No wonder Godwin maintained that “the real enemies of liberty in any country are not the people, but those higher orders who profit by a contrary system” — and why he regarded anarchy a better condition than despotism:
The nature of anarchy has never been sufficiently understood. It is undoubtedly a horrible calamity, but it is less horrible than despotism. Where anarchy has slain its hundreds, despotism has sacrificed millions upon millions, with this only effect, to perpetuate the ignorance, the vices and the misery of mankind. Anarchy is a short lived mischief, while despotism is all but immortal.
It is not surprising either that his daughter, Mary Shelley, would integrate some of these ideas into Frankenstein as the Creature points out the corrupt ways of the world, where the shallow considerations of birth, beauty, and money are the most significant markers of human worth.

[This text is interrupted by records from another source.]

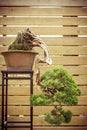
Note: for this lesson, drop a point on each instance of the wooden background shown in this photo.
(62, 24)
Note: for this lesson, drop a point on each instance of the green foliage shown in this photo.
(21, 43)
(58, 116)
(40, 100)
(58, 87)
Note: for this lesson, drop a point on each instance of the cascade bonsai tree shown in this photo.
(58, 88)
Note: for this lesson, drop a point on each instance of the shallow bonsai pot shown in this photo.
(19, 60)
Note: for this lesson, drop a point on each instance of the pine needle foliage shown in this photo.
(58, 87)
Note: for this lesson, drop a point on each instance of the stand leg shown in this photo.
(2, 101)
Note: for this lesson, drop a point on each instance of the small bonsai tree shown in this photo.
(58, 88)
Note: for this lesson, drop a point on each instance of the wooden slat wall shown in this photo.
(62, 24)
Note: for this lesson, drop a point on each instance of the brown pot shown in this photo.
(19, 60)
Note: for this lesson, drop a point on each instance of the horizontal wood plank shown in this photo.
(51, 128)
(24, 100)
(46, 30)
(42, 21)
(51, 41)
(45, 2)
(62, 60)
(56, 11)
(39, 121)
(41, 110)
(59, 50)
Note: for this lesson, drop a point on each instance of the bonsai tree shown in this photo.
(58, 88)
(27, 40)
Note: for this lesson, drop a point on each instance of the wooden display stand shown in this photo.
(5, 78)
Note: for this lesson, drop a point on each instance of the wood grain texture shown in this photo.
(35, 11)
(43, 3)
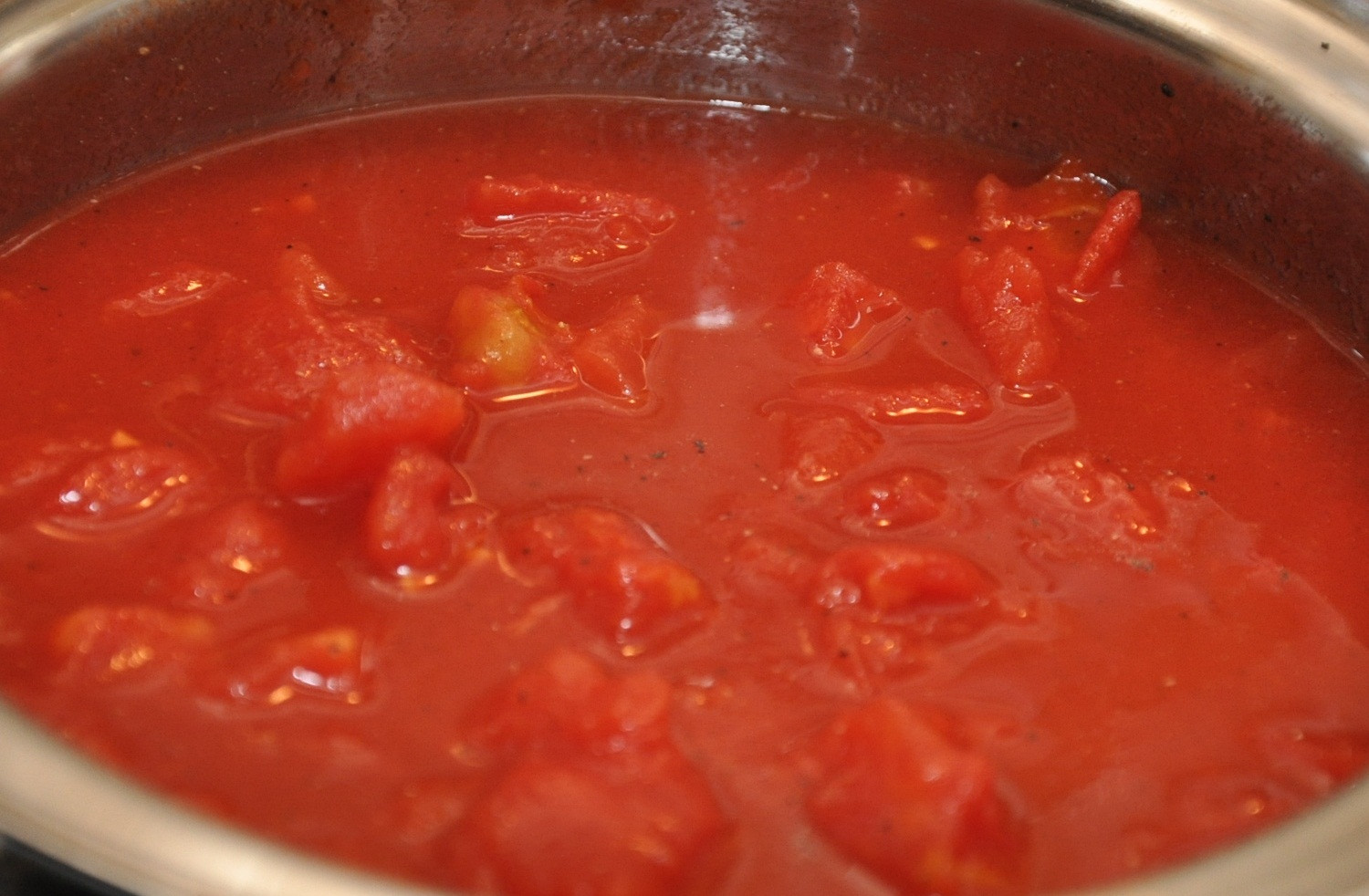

Yet, as much as Godwin inveighed against the wealthy and powerful, he did not altogether welcome a revolution. Indeed, in 1796, as he completed a second edition, he was even less inclined to endorse any form of redistribution in his belief that the protection of property was an important function of government. Instead, the wealthy should be encouraged to be more generous — an absurd hope in light of his recriminations against their selfishness. So he looked forward to the day when reason would eventually lead the rich to be more generous. (As recent research has it, the rich remain the least generous in society.)
It is as such that modern scholars have said of Godwin that “He ends up with a view of property that is incoherent, in the sense that the system he endorses seems inconsistent with the guiding principles for political and ethical behavior that he himself has lain down” (Pierson 2010). This faltering may help explain why Godwin came to be viewed as an apostate radical with wavering views.
Perhaps the most viable and practical solution to the problem of inequality might is still that of “Mad Tom” — a moniker coined of Paine in a political cartoon after his publication of Rights of Man. Here, he advocated progressive taxation and redistribution among family members so that no branch of any family could ever accumulate property at the expense of other kin. Hereditary government and privilege were to be axed — and there would finally be room for equal opportunities: which many misinterpreted as “levelling.”
This is not to say that Godwin offers no practical solutions for moving forward. With his goal being the eventual termination of government, he realized that discussion and the refinement of ideas was the only path forward. So if we are ever able to solve our issues of inequality, we must engage in what Godwin refers to as “free and unrestricted discussion.” Indeed, we might even say he foretells our very own Medium. For if “we would improve the social institutions of mankind, we must write, we must argue, we must converse.”
Sources:
“Reform, Revolution and the relevance of Frankenstein in 2020” in Frankenstein Reanimated: Conversations with Artists in Dystopian Times, ed. by Marc Garrett and Yiannis Colakides (London: Torque, 2022), 33–44.
Chris Pierson, “The Reluctant Pirate: Godwin, Justice, and Property,” Journal of the History of Ideas, vol. 71, no.4 (October 2010), 569–591.
Thomas Piketty and Arthur Goldhammer, Capital in the 21st-century (Cambridge, MA: Belknap Press, 2017).